The whole "not being armed" thing reduces a lot of tension IMHO.


Being a cop is a much more dangerous job than being a programmer, but it’s far from the most dangerous job around. Bartenders (1.6x), taxi drivers (1.7x), landscapers (1.5x), miners (2.6x), roofers (4x), fishers (7x), and loggers (9x) are all more likely to die on the job than cops, and none of these professions have developed the siege mentality that cops have.

Furthermore, the public image of patrol officer death typically involves violent shootouts with criminals, but in reality death by homicide only accounts for about half of patrol officer deaths, with death by automobile making up the rest.
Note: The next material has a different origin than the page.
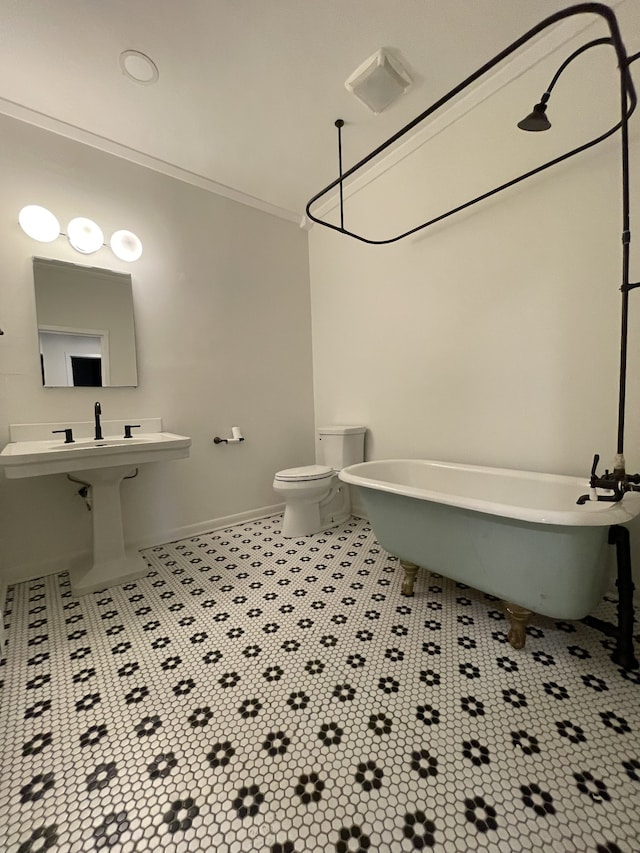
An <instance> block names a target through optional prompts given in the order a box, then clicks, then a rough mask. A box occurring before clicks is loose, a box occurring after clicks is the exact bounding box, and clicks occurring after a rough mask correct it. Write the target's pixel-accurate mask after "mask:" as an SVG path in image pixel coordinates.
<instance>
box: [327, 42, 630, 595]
mask: <svg viewBox="0 0 640 853" xmlns="http://www.w3.org/2000/svg"><path fill="white" fill-rule="evenodd" d="M568 52H570V51H569V50H568V51H567V52H566V53H568ZM564 55H565V54H564V53H563V56H564ZM560 61H561V60H559V59H558V58H557V57H555V58H554V59H552V61H551V64H554V63H555V66H556V67H557V65H558V64H559V62H560ZM548 71H549V69H548V68H547V66H545V67H544V68H542V69H536V72H535V78H536V79H535V80H534V82H533V83H532V84H530V85H528V91H529V95H528V97H520V96H521V95H522V92H523V91H525V89H527V84H526V83H525V81H519V82H518V83H517V84H515V88H512V89H509V90H504V91H501V92H499V93H498V94H497V95H496V96H495V97H493V98H491V99H490V101H487V102H485V103H484V104H482V105H481V107H479V108H478V109H476V110H473V111H472V112H471V113H469V114H468V115H466V116H465V117H464V118H463V119H461V120H459V121H457V122H456V123H455V124H453V125H451V126H450V127H449V128H447V130H445V131H444V132H442V133H441V134H440V135H438V136H436V137H434V138H433V139H432V140H431V141H429V142H428V143H426V144H425V145H424V146H422V147H421V148H419V149H418V150H417V151H415V152H413V153H412V154H410V155H409V156H407V157H405V158H404V159H402V160H401V161H400V162H398V163H397V164H396V165H394V166H393V167H392V168H390V169H389V170H388V171H387V172H385V173H384V174H382V175H381V176H380V177H379V178H378V179H377V180H375V181H374V182H373V183H370V184H369V185H368V186H366V187H365V188H364V189H363V190H361V191H360V192H358V193H357V194H355V195H352V196H350V197H348V198H347V202H346V205H345V222H346V225H347V227H349V228H351V229H353V230H356V231H357V232H358V233H360V234H363V235H364V236H373V237H374V238H380V237H383V236H392V235H394V234H396V233H399V232H400V231H401V230H403V229H406V228H409V227H411V226H412V225H415V224H418V223H419V222H421V221H423V220H425V219H427V218H428V217H430V216H435V215H437V214H438V213H440V212H444V211H445V210H447V209H448V206H449V205H451V206H453V205H454V204H459V203H461V202H463V201H464V200H466V198H469V197H473V195H474V194H479V193H480V192H483V191H486V190H488V189H489V188H491V187H492V186H494V185H496V184H497V183H500V182H503V181H506V180H508V179H509V178H511V177H513V176H515V175H517V174H519V173H520V172H521V171H522V170H524V169H526V168H528V167H529V168H530V167H532V166H533V165H535V163H536V162H538V163H540V162H544V159H545V155H546V157H549V156H553V155H554V154H555V153H559V152H560V151H562V150H566V149H567V148H568V147H569V143H570V142H571V140H573V144H578V142H579V141H580V139H582V141H585V140H586V139H589V138H590V136H589V135H588V134H589V133H590V132H591V135H592V136H595V135H596V132H598V131H599V132H601V131H602V130H604V129H606V128H607V127H608V125H607V124H606V123H604V124H600V125H599V124H598V121H599V120H600V115H599V112H598V108H599V106H600V103H599V101H598V97H600V95H601V94H602V93H601V92H600V91H599V88H598V87H596V86H595V84H594V82H593V80H594V79H595V80H597V79H598V77H597V75H596V76H595V78H592V77H589V78H588V87H587V88H588V89H589V90H590V92H591V94H593V93H594V91H595V89H598V91H597V92H596V98H595V104H596V105H597V106H596V107H595V109H592V110H591V111H590V112H589V111H587V110H585V109H584V105H583V104H582V102H581V98H584V96H585V93H584V92H582V93H581V92H578V91H575V89H574V87H573V84H572V83H569V84H568V90H565V91H564V92H563V93H562V99H561V100H562V102H563V106H562V107H560V106H558V108H557V111H555V112H552V111H551V108H550V112H551V114H552V122H553V124H554V130H556V129H557V127H556V126H558V128H559V130H560V133H559V134H557V135H556V141H555V142H554V141H553V139H552V140H551V141H549V140H548V139H547V138H546V137H547V134H544V135H543V136H544V137H545V138H544V139H543V138H542V137H541V135H540V134H522V133H520V136H521V137H522V140H520V139H519V137H518V134H519V132H518V131H517V130H511V128H512V127H513V125H514V123H515V122H516V121H517V120H518V119H519V118H521V117H522V115H523V114H524V113H526V112H527V108H529V107H528V105H529V104H530V103H532V102H533V100H534V98H535V97H536V94H538V95H539V93H540V92H541V91H544V88H545V86H544V85H542V83H541V81H544V80H547V79H548V77H547V74H548ZM549 76H550V75H549ZM538 78H539V79H538ZM559 88H560V87H559ZM516 90H517V91H516ZM531 93H535V94H533V95H532V94H531ZM613 93H614V95H615V88H614V89H613ZM571 99H573V100H575V101H577V107H576V114H577V116H579V117H581V116H583V115H587V113H588V115H589V116H590V118H589V119H588V120H587V119H585V121H581V120H580V121H578V122H577V126H575V127H574V128H573V129H569V128H566V129H565V128H564V125H563V120H562V109H564V104H565V103H566V102H568V101H570V100H571ZM518 103H519V107H518ZM523 104H524V105H525V107H524V108H523ZM425 106H426V104H425ZM601 112H602V114H603V115H605V116H609V117H610V116H611V115H612V114H613V115H614V119H613V121H615V111H614V112H613V113H611V109H610V105H606V104H603V109H602V111H601ZM594 116H595V118H594ZM505 117H506V119H507V120H508V122H509V124H508V128H507V126H506V124H505ZM572 117H573V118H574V119H575V118H576V115H573V116H572ZM591 118H593V119H594V122H595V123H593V124H589V122H590V121H591ZM634 120H635V122H636V125H634V127H635V126H637V121H638V116H635V117H634ZM605 122H606V118H605ZM611 123H613V122H611ZM505 128H507V129H505ZM501 135H502V138H501ZM636 138H637V137H636ZM344 140H345V141H344V143H343V144H344V145H348V128H347V129H346V132H345V137H344ZM536 146H541V150H542V151H543V154H542V157H541V158H539V155H538V154H537V151H536ZM556 146H557V148H556ZM619 159H620V157H619V142H618V141H617V139H616V141H614V142H607V143H604V144H603V146H601V147H599V148H595V149H593V151H592V152H588V153H585V154H583V155H580V156H579V157H576V158H574V159H572V160H571V161H569V162H568V163H566V164H563V165H559V166H557V167H555V168H554V169H552V170H550V171H548V172H546V173H544V174H543V175H540V176H536V177H534V178H532V179H531V180H529V181H528V182H525V183H523V184H521V185H520V186H519V187H518V188H516V189H512V190H509V191H507V192H506V193H504V194H503V195H501V196H500V197H496V198H494V199H491V200H488V201H486V202H484V203H481V204H480V205H479V206H476V207H475V208H474V209H473V211H468V212H466V213H464V214H461V215H459V216H457V217H454V218H452V219H449V220H448V221H446V222H444V223H441V224H440V225H437V226H435V227H434V228H432V229H431V230H428V231H426V232H424V233H423V234H421V235H417V236H415V237H412V238H408V239H406V240H404V241H401V242H399V243H395V244H390V245H388V246H370V245H366V244H363V243H360V242H357V241H355V240H352V239H349V238H347V237H344V236H341V235H339V234H337V233H335V232H332V231H330V230H328V229H325V228H322V227H319V226H314V228H313V229H312V231H311V234H310V268H311V290H312V317H313V353H314V380H315V406H316V413H315V414H316V422H321V421H329V422H330V421H331V420H332V419H333V418H335V417H337V416H338V415H339V416H340V417H341V418H343V419H344V420H346V421H347V422H351V423H363V424H367V425H368V427H369V429H370V433H369V436H368V441H367V458H370V459H379V458H385V457H387V458H394V457H422V458H432V459H439V460H451V461H457V462H468V463H475V464H480V465H493V466H504V467H508V468H516V469H526V470H533V471H547V472H555V473H565V474H575V475H588V473H589V470H590V467H591V461H592V458H593V454H594V453H596V452H598V453H600V455H601V457H602V463H601V468H600V470H603V469H604V467H605V466H608V467H611V466H612V462H613V456H614V453H615V451H616V426H617V394H618V358H619V329H620V304H621V296H620V292H619V290H618V288H619V286H620V283H621V231H622V220H621V202H620V166H619ZM631 161H632V169H633V176H632V177H633V179H634V183H633V188H634V194H633V200H632V205H633V209H632V222H636V223H637V222H638V221H640V203H639V191H640V169H639V168H638V164H639V163H640V148H639V146H638V143H637V141H636V142H634V144H633V147H632V153H631ZM633 213H635V217H634V216H633ZM332 216H333V217H334V220H333V221H335V212H334V213H333V214H332ZM631 245H632V256H633V254H635V257H634V260H633V262H632V280H634V281H637V280H638V279H640V256H639V255H638V247H637V246H635V245H634V243H632V244H631ZM634 276H635V278H634ZM630 302H631V321H630V350H629V387H628V401H627V431H626V447H625V449H626V457H627V469H628V471H629V472H635V471H637V470H638V469H640V417H639V411H640V294H638V293H632V294H631V296H630ZM335 341H340V342H341V346H335V345H334V344H333V342H335ZM634 550H635V552H636V554H637V556H636V559H635V562H636V566H635V571H636V575H637V577H638V579H639V582H640V566H639V565H638V562H639V560H640V548H638V547H634Z"/></svg>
For 2013 10.8 officers died per 100,000, with 49% dying by car accident, 45% by homicide, and 6% by other causes.

This pales in comparison to the homicide rate for pregnant women, with up to 10.5 women being murdered per 100,000[0]. This means that a pregnant woman is as likely to be murdered as a cop is likely to die on the job from all causes, and said pregnant woman is twice as likely to be murdered than any cop.

0. https://www.ncbi.nlm.nih.gov/pmc/articles/PMC1449445


I'm not sure that not being armed is that much different. Even if armed, if the principles behind the force are well set and you trust (based on facts and experiences) that that weapon will not leave the holster without need, it makes very little difference.
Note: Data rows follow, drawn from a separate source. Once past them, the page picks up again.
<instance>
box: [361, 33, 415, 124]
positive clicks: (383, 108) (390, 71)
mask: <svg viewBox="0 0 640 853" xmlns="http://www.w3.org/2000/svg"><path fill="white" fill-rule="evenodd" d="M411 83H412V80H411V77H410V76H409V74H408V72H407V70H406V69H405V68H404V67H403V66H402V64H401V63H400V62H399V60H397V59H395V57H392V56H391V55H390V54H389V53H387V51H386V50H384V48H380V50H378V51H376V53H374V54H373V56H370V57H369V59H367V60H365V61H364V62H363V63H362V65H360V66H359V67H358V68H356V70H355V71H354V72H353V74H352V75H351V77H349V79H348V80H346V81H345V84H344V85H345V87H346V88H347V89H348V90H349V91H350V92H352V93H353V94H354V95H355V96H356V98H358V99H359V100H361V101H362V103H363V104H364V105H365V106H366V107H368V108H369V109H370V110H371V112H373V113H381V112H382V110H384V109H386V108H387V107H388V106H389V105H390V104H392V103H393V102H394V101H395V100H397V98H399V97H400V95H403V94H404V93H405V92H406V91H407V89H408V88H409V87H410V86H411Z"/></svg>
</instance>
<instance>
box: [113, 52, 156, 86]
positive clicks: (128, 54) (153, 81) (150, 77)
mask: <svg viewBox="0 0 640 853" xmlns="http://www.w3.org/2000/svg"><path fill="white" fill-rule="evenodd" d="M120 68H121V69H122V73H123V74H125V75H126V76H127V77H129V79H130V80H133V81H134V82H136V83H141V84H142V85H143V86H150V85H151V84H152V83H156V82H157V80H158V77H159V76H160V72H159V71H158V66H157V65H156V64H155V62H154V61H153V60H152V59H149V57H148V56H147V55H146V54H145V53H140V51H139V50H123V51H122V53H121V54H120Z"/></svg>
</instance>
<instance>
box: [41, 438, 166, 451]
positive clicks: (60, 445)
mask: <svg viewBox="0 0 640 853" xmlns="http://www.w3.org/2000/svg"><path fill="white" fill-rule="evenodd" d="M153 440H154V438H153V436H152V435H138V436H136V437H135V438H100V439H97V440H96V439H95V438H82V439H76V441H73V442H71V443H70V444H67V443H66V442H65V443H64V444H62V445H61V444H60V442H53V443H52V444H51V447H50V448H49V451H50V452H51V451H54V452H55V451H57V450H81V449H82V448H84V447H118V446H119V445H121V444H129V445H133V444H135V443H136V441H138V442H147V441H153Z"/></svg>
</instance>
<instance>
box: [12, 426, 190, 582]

Just to give an example, I live in Serbia and policemen are armed. Police is far from clean, corruption is present as everywhere and there are obvious ties between crime and police. However, when it comes to the small guy, on the streets, on public events or encounters with an officer I can't say you should be cocerned with your own safety. Sometimes they are armed with rifles, when riskier events take place. Sometimes they are not the most pleasant. But I don't remember the last time I heard an officer discharge a weapon. Funny as it may seem, nobody wants dead bodies in his career. Pieceful de-escalation is a usual crisis outcome. There are a lot of veterans, PTSD sufferers and desperate people around here. Just think of the madness if police charges everywhere guns blazing... This went off topic...


Well the US citizens also carry guns a lot more often than the UK citizens.

So there’s your answer. But then constitutional rights yada yada. Just the idea that the other party had a deadly weapon, escalates things really fast.